Open Thread: Henry wants MLB to overhaul revenue sharing systemBy
One of the rights of the offseason is talk about how unfair baseball is with respect to big market clubs vs. small market clubs, and every so often some executive from a small market team will bemoan the fact that they can’t compete financially with the Yankees. For the most part, the other side of the coin – all of the big market teams that forfeit millions to smaller market teams – never gets talked about, however Red Sox owner John Henry came out and said the revenue sharing system needs an overhaul.
Allow me to quote:
“Change is needed and that is reflected by the fact that over a billion dollars have been paid to seven chronically uncompetitive teams, five of whom have had baseball’s highest operating profits,” Henry responded in an e-mail. “Who, except these teams, can think this is a good idea?”
Henry added, “While the Red Sox are in the 16th largest media market we’ve found a way to be very competitive even though we are funding other teams.

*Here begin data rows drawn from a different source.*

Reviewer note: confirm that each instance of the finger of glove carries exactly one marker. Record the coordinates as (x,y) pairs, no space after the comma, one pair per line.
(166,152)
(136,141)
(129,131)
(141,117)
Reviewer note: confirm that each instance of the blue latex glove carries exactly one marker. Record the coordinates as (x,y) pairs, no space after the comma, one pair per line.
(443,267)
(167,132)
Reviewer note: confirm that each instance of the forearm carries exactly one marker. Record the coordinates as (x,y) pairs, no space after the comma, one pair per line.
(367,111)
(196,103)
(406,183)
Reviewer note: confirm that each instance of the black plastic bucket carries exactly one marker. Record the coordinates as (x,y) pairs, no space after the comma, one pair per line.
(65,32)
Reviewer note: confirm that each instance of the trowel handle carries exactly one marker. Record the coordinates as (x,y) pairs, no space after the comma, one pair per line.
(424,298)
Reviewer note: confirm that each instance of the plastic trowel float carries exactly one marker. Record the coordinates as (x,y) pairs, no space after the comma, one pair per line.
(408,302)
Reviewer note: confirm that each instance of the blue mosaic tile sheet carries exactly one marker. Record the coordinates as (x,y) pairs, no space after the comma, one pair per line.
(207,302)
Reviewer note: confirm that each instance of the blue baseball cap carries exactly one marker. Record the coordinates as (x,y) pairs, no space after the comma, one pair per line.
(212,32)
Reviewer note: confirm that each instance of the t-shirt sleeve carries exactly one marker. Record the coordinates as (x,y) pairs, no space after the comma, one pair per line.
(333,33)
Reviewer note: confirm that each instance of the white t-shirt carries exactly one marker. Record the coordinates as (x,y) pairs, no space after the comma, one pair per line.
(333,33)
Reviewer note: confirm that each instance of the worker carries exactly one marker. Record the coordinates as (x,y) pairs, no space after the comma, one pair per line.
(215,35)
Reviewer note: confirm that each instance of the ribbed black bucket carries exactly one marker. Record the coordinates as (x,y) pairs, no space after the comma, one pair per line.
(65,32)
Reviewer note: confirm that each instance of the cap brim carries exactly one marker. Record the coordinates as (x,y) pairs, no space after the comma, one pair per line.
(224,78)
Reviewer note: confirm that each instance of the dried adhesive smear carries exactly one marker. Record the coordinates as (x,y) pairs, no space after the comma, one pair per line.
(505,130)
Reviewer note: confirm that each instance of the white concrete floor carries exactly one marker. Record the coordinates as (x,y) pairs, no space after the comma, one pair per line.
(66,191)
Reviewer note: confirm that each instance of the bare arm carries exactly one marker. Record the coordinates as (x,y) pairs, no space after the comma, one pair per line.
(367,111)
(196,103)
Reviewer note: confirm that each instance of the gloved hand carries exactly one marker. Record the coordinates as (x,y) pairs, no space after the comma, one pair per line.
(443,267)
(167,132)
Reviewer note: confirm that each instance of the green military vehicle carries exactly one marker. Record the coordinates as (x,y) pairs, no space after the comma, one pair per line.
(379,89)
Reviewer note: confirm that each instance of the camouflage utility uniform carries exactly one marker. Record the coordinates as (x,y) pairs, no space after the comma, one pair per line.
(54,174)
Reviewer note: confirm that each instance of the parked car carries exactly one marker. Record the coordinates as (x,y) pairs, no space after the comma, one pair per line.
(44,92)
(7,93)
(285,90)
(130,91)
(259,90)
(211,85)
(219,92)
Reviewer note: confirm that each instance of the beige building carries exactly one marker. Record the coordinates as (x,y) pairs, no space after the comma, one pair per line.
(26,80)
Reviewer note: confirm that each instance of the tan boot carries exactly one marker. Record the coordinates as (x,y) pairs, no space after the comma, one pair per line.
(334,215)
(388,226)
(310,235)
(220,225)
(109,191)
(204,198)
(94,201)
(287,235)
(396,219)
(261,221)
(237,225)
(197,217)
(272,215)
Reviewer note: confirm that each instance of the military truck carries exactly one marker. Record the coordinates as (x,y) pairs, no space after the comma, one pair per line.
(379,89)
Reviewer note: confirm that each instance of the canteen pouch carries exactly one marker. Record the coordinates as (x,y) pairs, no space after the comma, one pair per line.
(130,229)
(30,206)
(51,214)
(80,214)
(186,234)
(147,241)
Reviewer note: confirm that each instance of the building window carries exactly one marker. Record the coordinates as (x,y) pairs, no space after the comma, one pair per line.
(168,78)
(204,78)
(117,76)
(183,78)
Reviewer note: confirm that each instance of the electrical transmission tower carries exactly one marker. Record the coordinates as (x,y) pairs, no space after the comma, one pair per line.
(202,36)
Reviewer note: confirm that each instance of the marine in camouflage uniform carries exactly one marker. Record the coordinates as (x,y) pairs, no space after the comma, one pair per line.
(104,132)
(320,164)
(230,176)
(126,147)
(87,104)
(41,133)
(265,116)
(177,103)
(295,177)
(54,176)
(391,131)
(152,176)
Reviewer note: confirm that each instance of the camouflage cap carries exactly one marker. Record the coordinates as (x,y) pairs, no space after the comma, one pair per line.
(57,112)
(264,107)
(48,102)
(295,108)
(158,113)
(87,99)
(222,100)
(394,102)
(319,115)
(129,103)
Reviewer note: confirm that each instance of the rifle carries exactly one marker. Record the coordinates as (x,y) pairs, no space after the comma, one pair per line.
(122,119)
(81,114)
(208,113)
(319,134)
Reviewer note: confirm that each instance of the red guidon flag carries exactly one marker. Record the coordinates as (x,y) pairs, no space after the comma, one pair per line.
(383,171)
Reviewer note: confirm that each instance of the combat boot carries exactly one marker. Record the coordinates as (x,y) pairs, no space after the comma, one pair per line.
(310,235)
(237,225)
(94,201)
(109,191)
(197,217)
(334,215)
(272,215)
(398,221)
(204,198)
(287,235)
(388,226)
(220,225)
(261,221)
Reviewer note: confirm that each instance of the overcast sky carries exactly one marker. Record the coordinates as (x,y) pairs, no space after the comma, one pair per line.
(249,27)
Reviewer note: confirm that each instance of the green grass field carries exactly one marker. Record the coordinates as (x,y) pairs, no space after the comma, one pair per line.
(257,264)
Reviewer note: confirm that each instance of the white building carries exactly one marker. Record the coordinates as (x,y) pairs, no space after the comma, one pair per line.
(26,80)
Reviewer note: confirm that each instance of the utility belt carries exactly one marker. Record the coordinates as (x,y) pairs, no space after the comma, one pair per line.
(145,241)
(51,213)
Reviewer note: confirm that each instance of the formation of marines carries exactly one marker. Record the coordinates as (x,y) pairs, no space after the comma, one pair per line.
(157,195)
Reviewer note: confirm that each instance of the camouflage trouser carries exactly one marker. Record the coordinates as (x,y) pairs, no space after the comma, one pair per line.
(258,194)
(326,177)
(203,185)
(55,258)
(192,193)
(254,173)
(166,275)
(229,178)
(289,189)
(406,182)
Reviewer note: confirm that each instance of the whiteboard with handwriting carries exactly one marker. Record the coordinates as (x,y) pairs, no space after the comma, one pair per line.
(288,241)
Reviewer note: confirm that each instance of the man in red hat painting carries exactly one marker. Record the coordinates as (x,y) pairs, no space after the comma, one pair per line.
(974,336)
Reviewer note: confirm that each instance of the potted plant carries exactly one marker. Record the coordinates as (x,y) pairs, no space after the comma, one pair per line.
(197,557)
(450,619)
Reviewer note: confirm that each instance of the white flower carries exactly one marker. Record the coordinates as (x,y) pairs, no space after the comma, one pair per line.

At the end of the day, the small market clubs still cannot begin to compete with the Yankees and have a very hard time competing with the teams that are struggling to pay them so much. Consequently, a system that directly impacts competition has to replace the current system, that hoped to, but ultimately did not cure competitive imbalances.”
The Red Sox principal owner reiterated that baseball’s free market system should continue and that teams should be able to operate as they please but that those who spend a lot will pay a lot of payroll taxes. “If the Yankees and the Mets spend a billion dollars plus of their investment dollars to build new ballparks, they should be allowed to keep their revenues from that,” Henry wrote. “But if they want to spend $200,000,000 annually on payroll they should be heavily taxed directly on that – and if they want to spend more than that, they should be even more heavily taxed. So should all clubs who spend heavily on payroll – to the extent necessary – to bring the system into balance.”
Ah yes, the poor Red Sox in the 16th biggest largest market have done a great job remaining competitive despite facing such an uphill battle. Great story, compelling and rich. Truly inspiring.
Back to reality. One thing we have to acknowledge is that there are more ways to use revenue sharing money than signing big league free agents. Tampa and Florida have built perpetually productive farm systems through the draft, assuredly with some help of that revenue sharing money. In fact, you can argue this is exactly how the revenue sharing cash should be spent. Building a foundation for the team with a continually replenishing source of talent. Of course, it’s much easier said than done.
Henry also makes a good point about how the current revenue sharing system screws over the Yankees:
“Baseball has determined that the best way to deal with the Yankees is to take as much of their revenue as possible. I see that in direct opposition to the ideals this country was built on. Baseball is a business and should be treated as such. Baseball is also a sport that needs competitive balance in order to prosper. Taxing their revenues and other “large markets” in the way it is presently done, is simply confiscation on an order of magnitude never seen in any industry in America,” Henry said.
As for the perceived lack of competitive balance, I don’t really think it’s a huge problem. By my count, 23 of the 30 teams have made the playoffs within the last ten years, and 15 different teams (half the league!) have appeared in the World Series in that time. Giving the Royals more money probably won’t stop them from wasting $48.35M on Jose Guillen, Kyle Farnsworth, and Willie Bloomquist. At some point the crutch of being a small market team has to be removed, and blame has to be shifted to management.
I’m not going to get into talk about a salary cap, because it’s ridiculous. The reason a cap works in the NFL is because every team can afford to spend to the max. If you want to do that in baseball, you’d have to set the cap at like, $50M. A floor doesn’t help either, it just means small market teams would have to put more money in the pockets of fringe players to make payroll. It’s just not feasible.
Anyway, that’s my competitive balance rant for the day. Use this puppy as your open thread for the night. The Knicks take on the Suns at home, but otherwise you’re on your own for entertainment. Anything goes, just be cool.